A career full of firsts behind him, John McEnroe will experience another Saturday night at the BNP Paribas Open when he helps open the new Stadium 2 at the McEnroe Challenge for Charity presented by Esurance.
“There are certain things that you get to do that you didn’t think you’d ever have the chance to and helping open a stadium is one of them,” the seven-time major champion said Friday night.
McEnroe will be joined by former doubles partner Peter Fleming, two-time BNP Paribas Open champion Jim Courier and another doubles specialist in Rick Leach as the four men battle to win prize money for local charities.
“The charity angle of this whole event is awesome,” McEnroe added. “We feel like we’re giving back. Very rarely do I play in front of that many people, so it’s quite exciting for me. This is definitely high on my list.”
Completed in just over 10 months, the world-class Stadium 2 is expected to be full Saturday night for the Challenge, all 8,000 seats.

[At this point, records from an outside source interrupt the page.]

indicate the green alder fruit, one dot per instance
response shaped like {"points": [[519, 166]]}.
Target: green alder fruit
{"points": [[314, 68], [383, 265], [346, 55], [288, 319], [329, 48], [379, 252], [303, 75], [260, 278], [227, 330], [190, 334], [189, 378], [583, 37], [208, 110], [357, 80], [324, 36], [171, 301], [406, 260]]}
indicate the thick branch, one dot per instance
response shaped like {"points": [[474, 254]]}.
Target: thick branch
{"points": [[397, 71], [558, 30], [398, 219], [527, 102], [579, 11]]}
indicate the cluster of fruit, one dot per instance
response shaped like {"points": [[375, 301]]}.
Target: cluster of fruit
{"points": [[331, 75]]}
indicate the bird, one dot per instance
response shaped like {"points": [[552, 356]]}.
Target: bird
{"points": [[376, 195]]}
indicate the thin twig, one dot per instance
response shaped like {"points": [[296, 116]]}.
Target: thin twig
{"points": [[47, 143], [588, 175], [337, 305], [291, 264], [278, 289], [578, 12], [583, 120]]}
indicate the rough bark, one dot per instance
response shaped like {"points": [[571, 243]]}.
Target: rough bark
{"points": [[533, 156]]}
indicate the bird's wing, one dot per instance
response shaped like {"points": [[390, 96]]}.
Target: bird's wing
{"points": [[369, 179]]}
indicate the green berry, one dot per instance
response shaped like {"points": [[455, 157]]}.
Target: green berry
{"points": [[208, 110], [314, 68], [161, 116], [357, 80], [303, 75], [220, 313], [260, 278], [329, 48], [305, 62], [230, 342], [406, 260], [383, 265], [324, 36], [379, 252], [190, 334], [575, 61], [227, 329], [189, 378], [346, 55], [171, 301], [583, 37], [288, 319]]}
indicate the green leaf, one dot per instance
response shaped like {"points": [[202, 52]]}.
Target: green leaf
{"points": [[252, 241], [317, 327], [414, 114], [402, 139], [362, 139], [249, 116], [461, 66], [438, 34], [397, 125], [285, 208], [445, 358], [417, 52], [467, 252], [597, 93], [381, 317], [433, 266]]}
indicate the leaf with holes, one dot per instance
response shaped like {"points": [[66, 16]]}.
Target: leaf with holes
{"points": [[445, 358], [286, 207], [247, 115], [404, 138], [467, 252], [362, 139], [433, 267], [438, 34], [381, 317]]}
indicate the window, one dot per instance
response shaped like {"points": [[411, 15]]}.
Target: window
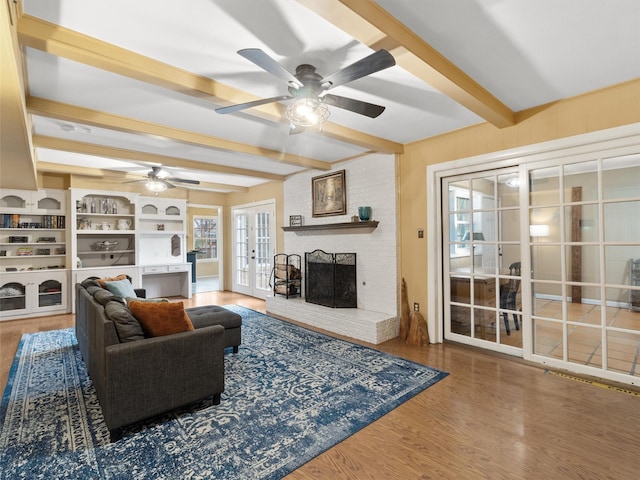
{"points": [[205, 237]]}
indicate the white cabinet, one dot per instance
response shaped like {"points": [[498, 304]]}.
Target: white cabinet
{"points": [[46, 201], [29, 294], [103, 228], [161, 231], [33, 234]]}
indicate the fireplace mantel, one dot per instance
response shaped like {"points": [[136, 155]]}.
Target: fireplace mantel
{"points": [[355, 227]]}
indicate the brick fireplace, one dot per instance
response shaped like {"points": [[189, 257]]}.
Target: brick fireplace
{"points": [[370, 180], [330, 279]]}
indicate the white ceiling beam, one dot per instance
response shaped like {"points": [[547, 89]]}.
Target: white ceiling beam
{"points": [[72, 113], [52, 167], [16, 152], [83, 148]]}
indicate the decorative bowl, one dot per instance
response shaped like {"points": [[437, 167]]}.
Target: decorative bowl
{"points": [[104, 246]]}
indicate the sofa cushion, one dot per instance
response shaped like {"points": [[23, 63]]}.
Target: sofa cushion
{"points": [[102, 296], [90, 282], [138, 299], [122, 288], [103, 280], [127, 327], [92, 289], [161, 318], [208, 315]]}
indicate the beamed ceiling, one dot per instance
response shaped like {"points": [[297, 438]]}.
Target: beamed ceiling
{"points": [[113, 87]]}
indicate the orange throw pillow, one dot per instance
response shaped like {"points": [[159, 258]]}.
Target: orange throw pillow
{"points": [[102, 281], [158, 319]]}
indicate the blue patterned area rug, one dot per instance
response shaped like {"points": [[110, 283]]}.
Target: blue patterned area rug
{"points": [[290, 394]]}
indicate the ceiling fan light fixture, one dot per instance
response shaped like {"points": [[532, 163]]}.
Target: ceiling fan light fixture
{"points": [[307, 112], [155, 185]]}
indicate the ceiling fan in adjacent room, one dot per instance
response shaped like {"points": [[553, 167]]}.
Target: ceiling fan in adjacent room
{"points": [[309, 89], [158, 180]]}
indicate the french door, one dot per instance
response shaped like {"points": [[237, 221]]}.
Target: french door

“What a thrill,” said Fleming. “It’s a real honor to be one of the first people to play in this stadium.”
Stadium 2 includes world-class cuisine in Nobu, Chop House and Piero’s PizzaHouse, all the vision of tournament owner Larry Ellison. With the help of Indian Wells Tennis Garden CEO Raymond Moore, Ellison helped see through the expansion project in less than a year.
“Ray Moore, Charlie Pasarell and Mr. Ellison have done such an amazing job with this tournament,” Fleming added. “It’s just grown and grown. This is getting into the company of the Slams at this point.”

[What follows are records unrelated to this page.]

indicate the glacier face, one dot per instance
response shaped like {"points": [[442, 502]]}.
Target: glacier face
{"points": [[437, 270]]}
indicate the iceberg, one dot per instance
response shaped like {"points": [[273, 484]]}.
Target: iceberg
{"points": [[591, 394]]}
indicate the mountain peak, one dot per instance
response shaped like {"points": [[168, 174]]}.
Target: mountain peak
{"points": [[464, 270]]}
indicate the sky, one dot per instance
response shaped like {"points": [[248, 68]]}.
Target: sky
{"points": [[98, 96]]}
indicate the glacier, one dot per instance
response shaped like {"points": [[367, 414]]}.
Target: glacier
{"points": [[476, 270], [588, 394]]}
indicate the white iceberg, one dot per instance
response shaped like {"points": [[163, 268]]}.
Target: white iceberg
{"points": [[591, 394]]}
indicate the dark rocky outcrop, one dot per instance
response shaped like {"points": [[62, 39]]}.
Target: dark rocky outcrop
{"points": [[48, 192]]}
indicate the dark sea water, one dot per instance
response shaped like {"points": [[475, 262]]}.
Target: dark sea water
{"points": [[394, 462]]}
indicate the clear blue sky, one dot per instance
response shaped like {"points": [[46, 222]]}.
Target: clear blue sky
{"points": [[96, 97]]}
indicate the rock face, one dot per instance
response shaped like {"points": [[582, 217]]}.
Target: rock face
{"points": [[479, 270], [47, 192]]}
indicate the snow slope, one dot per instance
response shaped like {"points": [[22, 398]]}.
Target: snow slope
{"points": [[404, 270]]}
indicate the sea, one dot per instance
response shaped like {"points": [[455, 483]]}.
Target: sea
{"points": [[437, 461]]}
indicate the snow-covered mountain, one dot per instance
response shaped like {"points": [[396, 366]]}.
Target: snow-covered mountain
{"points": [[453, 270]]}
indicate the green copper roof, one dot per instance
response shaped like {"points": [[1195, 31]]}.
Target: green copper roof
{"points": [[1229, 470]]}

Read more about the McEnroe Challenge for Charity AFTER THE JUMP.
“We had to find a unique way to unveil the new stadium, and did so with four Grand Slam winners in this event,” Moore said. “We wanted to give back to the community while doing so.”
Moore’s charity, the War Casualty Fund is one of the four that will benefit from the evening of play. Childhelp USA, Eisenhower Medical Center and Family YMCA of the Desert will split the $80,000 with the War Casualty Fund, with players assigned to a certain charity.
“We want to this event to be the opening of the BNP Paribas Open each year,” said tournament director Steve Simon. “I can tell you that it’ll be here next year.”
What has transpired in the span of one year at the Indian Wells Tennis Garden has left McEnroe in awe.
“It’s pretty outstanding to see how fast they built it,” he said. “I could see from a distance on TV how they have continued to transform this space. It’s really nice to see how much Larry Ellison has bought into this.”
McEnroe said he always enjoys winning over losing, but can’t promise one of his famous outbursts.
“I realized a long time ago that it’s a lot better to win than lose,” he said. “But if I don’t get mad, fans can’t complain.”